Wir wurden zunächst in einen neu errichteten Zweckbau geführt, um einen Film anzusehen als Einführung in die Geschichte des Geländes. Wir hielten den Film für sehr gut gemacht, die Stufen der Entwicklung wurden deutlich hervorgehoben und auch persönliche Schicksale miteingebunden.
Ein Zeitzeuge, der allerdings nicht in Hohenschönhausen inhaftiert war, sondern die Gewalt des DDR-Staates in Dresden erfuhr, führte uns kenntnisreich durch das Gelände. Allerdings konnten wir kaum Fragen stellen; der Eindruck dieser Gefängnismauern scheint schlimme Erinnerungen in ihm wachgerufen zu haben, vielleicht erklärt sich so seine Kommunikationshemmung.

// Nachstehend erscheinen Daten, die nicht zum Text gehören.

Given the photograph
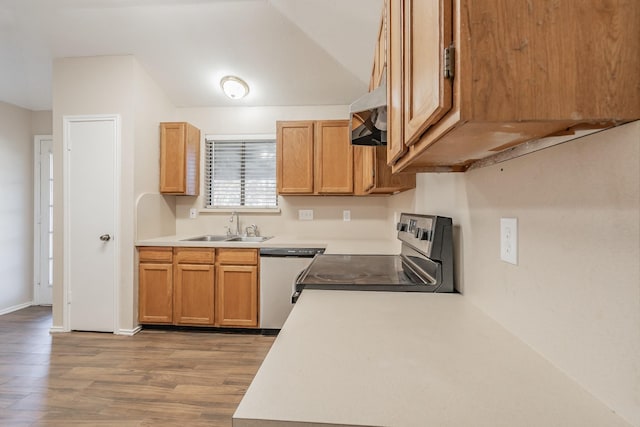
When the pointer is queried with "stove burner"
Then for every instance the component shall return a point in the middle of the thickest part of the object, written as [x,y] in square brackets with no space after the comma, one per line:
[340,277]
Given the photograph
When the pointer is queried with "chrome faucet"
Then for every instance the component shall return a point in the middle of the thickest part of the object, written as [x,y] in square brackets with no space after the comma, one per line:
[237,221]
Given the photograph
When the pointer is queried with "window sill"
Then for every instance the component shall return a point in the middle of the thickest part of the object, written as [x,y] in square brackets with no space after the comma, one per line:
[239,210]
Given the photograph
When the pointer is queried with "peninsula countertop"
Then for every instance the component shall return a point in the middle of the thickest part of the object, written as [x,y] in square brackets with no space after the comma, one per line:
[408,359]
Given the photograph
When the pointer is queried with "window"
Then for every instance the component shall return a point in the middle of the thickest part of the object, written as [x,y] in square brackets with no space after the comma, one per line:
[240,173]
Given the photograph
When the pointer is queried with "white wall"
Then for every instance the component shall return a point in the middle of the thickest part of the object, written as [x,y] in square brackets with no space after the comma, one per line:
[16,207]
[574,296]
[110,85]
[369,214]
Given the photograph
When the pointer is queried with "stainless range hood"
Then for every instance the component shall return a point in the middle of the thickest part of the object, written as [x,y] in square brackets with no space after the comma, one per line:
[368,117]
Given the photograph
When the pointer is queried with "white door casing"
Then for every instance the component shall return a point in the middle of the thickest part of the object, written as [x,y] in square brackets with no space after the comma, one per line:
[91,181]
[42,219]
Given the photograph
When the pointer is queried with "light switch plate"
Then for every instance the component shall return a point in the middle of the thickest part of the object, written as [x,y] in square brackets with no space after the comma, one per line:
[305,214]
[509,240]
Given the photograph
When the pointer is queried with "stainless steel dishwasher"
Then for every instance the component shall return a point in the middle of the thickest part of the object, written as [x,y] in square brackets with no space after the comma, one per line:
[278,270]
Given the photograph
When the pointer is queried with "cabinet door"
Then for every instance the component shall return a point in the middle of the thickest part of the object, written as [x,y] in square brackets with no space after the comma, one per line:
[334,158]
[155,293]
[179,159]
[194,294]
[294,151]
[428,95]
[237,296]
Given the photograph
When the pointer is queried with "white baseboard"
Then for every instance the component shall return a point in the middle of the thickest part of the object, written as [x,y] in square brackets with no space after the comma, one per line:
[15,308]
[129,332]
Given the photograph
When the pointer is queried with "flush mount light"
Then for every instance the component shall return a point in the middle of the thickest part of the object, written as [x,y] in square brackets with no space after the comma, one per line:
[234,87]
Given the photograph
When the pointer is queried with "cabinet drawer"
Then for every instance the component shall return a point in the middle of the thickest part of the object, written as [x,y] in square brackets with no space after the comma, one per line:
[238,256]
[155,254]
[194,255]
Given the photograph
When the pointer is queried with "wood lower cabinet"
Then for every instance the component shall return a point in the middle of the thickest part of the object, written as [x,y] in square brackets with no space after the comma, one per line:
[237,288]
[194,294]
[155,285]
[237,295]
[179,159]
[199,286]
[193,282]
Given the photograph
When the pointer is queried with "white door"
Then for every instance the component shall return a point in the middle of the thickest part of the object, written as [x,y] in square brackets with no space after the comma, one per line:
[43,215]
[90,222]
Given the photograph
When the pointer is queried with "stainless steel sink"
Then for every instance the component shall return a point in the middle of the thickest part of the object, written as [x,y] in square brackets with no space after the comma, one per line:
[223,238]
[249,238]
[207,238]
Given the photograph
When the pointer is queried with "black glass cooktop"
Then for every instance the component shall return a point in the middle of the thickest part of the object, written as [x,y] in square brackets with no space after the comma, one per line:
[357,271]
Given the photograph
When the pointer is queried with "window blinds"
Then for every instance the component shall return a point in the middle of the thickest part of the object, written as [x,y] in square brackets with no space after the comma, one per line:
[240,174]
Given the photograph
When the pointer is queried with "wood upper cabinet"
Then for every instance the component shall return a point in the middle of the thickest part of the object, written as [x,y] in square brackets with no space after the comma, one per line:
[520,71]
[194,280]
[375,175]
[294,153]
[155,285]
[380,54]
[237,288]
[334,158]
[426,32]
[314,157]
[179,159]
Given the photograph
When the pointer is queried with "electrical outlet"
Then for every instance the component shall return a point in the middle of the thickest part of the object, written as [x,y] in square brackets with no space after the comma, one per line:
[305,214]
[509,240]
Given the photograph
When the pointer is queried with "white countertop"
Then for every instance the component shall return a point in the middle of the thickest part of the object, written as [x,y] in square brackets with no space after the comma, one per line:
[408,359]
[351,246]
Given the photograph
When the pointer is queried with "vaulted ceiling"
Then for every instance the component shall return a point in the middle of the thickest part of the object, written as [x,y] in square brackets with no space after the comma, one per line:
[291,52]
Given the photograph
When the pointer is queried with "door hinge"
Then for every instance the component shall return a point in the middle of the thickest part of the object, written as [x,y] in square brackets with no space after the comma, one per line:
[449,61]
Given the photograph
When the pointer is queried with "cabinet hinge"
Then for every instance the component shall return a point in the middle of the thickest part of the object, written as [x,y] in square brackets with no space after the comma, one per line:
[449,61]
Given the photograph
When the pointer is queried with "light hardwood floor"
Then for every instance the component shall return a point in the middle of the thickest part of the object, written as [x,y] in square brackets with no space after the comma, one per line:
[155,378]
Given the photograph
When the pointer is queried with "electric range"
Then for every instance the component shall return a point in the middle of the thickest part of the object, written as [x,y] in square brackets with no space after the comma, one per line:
[425,262]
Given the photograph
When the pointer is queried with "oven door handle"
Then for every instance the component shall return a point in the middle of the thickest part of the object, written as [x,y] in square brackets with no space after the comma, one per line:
[299,276]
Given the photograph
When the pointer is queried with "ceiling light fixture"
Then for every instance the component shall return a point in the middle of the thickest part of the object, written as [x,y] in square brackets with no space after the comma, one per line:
[234,87]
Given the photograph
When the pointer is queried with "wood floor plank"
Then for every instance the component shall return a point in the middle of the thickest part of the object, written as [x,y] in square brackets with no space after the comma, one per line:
[155,378]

Das Gelände in der Genslerstraße, von hohen Mauern umgeben, gehörte bis 1938 einem Maschinenfabrikaten. Die NS-Volkswohlfahrt errichtete dort ein Backsteingebäude, in dessen Keller eine Großküche erstellt wurde. In dieser Großküche entstand im Mai 1945 eines der zehn Lager der Sowjetischen Besatzungszone. Der Kellerraum wurde zu einem Kellergefängnis umgestaltet- von den Häftlingen „U-Boot“ genannt. Diese engen Zellen ohne Tageslicht wirkten auf uns erschreckend, beklemmend und angsteinflößend. Hier kam es zu fürchterlichen physischen und psychischen Folterungen durch den sowjetischen Geheimdienst.

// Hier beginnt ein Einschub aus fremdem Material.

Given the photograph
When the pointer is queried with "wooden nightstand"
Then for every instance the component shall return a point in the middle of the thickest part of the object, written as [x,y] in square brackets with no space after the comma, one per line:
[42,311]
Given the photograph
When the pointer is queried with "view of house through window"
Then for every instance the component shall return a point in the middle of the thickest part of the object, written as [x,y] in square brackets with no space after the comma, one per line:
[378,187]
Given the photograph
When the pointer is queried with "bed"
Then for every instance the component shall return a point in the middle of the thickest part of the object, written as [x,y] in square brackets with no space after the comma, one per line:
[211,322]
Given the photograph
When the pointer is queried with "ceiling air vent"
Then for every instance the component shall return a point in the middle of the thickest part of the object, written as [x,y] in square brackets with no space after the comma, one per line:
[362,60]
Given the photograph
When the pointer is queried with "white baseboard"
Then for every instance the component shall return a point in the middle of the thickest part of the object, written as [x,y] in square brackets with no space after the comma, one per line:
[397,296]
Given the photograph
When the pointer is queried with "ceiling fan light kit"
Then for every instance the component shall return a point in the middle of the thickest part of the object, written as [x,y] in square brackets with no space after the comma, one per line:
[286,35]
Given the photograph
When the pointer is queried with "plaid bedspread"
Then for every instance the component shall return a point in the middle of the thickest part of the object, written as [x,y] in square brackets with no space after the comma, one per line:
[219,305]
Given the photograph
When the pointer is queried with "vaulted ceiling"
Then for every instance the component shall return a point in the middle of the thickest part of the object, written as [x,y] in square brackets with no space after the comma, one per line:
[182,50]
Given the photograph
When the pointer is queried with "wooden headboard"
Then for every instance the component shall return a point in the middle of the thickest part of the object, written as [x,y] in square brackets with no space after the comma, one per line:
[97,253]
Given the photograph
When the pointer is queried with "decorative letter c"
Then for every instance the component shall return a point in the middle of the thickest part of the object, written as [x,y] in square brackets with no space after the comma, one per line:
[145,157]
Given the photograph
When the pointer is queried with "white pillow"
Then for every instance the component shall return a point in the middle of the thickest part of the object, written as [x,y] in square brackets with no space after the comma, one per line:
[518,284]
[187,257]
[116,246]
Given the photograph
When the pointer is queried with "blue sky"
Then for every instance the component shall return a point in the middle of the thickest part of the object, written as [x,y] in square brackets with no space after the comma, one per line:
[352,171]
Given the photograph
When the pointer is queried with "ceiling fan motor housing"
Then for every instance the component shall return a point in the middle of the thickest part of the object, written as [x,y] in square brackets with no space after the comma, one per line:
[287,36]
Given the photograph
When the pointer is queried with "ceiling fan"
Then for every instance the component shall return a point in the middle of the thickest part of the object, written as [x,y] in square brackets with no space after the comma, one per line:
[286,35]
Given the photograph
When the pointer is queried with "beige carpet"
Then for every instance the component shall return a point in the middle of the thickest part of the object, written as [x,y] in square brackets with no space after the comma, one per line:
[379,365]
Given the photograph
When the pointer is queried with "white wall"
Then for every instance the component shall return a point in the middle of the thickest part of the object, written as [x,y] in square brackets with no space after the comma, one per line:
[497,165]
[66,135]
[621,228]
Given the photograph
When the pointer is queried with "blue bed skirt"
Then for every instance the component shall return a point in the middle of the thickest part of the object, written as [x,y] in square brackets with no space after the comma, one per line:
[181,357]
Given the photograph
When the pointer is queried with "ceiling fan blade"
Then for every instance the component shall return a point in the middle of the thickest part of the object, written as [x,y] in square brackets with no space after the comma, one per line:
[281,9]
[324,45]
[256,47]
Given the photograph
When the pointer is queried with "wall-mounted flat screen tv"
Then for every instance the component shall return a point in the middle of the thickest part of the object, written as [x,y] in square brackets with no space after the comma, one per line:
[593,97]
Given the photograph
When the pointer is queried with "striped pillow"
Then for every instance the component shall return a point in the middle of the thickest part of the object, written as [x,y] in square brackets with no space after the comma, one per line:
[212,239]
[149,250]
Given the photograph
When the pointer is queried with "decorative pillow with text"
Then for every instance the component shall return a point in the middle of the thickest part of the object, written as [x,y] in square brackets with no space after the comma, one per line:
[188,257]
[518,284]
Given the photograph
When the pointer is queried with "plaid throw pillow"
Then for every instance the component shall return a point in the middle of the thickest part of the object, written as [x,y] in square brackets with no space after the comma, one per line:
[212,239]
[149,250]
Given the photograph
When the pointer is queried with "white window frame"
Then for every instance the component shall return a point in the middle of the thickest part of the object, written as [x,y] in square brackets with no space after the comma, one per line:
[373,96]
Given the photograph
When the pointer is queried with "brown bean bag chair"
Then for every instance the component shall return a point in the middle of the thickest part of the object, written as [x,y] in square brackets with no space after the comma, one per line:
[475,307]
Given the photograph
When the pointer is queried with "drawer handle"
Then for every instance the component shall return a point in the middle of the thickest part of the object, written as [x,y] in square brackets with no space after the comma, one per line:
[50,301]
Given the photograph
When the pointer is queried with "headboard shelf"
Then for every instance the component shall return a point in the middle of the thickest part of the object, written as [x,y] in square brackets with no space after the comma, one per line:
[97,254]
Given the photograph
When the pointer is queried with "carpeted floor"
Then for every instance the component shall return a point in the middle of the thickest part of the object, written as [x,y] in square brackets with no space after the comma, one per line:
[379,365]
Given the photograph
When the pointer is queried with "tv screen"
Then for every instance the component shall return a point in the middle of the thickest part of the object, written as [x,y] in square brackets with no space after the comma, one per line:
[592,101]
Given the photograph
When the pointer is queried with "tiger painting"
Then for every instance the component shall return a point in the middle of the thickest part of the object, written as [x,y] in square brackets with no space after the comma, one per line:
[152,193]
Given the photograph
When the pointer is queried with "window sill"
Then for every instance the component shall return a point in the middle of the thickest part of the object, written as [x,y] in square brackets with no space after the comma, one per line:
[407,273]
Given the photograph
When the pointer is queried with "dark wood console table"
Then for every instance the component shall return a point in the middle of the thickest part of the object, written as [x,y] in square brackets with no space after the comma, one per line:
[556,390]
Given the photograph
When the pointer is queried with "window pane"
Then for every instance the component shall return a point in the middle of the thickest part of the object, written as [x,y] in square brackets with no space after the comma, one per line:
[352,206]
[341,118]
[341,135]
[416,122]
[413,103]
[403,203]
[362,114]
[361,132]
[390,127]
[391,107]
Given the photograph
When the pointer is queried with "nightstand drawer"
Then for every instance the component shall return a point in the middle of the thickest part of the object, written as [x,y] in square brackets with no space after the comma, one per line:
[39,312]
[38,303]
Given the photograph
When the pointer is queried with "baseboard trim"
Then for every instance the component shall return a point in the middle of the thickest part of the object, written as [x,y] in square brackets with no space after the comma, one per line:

Ab 1951 ging das Gelände und auch das Kellergefängnis in die Verwaltung des Ministeriums für Staatssicherheit (MfS) über. Ende der 50er Jahre nach dem Bau eines neuen Gefängnisses mit 100 Zellen und 120 Vernehmungsräumen wurde das „U-Boot“ nicht mehr für Gefangene benutzt. Im Zuge des Wunsches nach internationaler Anerkennung änderte die Stasi ihre Foltermethoden: Man ging über zu vornehmlich psychischer Folter wie örtlicher und zeitlicher Desorientierung, Isolation, um die Gefangenen persönlich zu destabilisieren. Als wir dieses neue Gefängnis besichtigten, haben wir uns an den Film „Das Leben der Anderen“ erinnert, der zum Teil dort gedreht wurde. Alle diese Informationen und Eindrücke haben uns sehr emotional berührt.
Wir halten es für wichtig, dass Jugendliche dorthin gehen, um sich selbst einen Eindruck von den schrecklichen und brutalen Haftbedingungen der Gefangenen zu verschaffen.
Das ganze Gefängnis entspricht nicht dem Gebot der menschlichen Würde- es ist unmenschlich.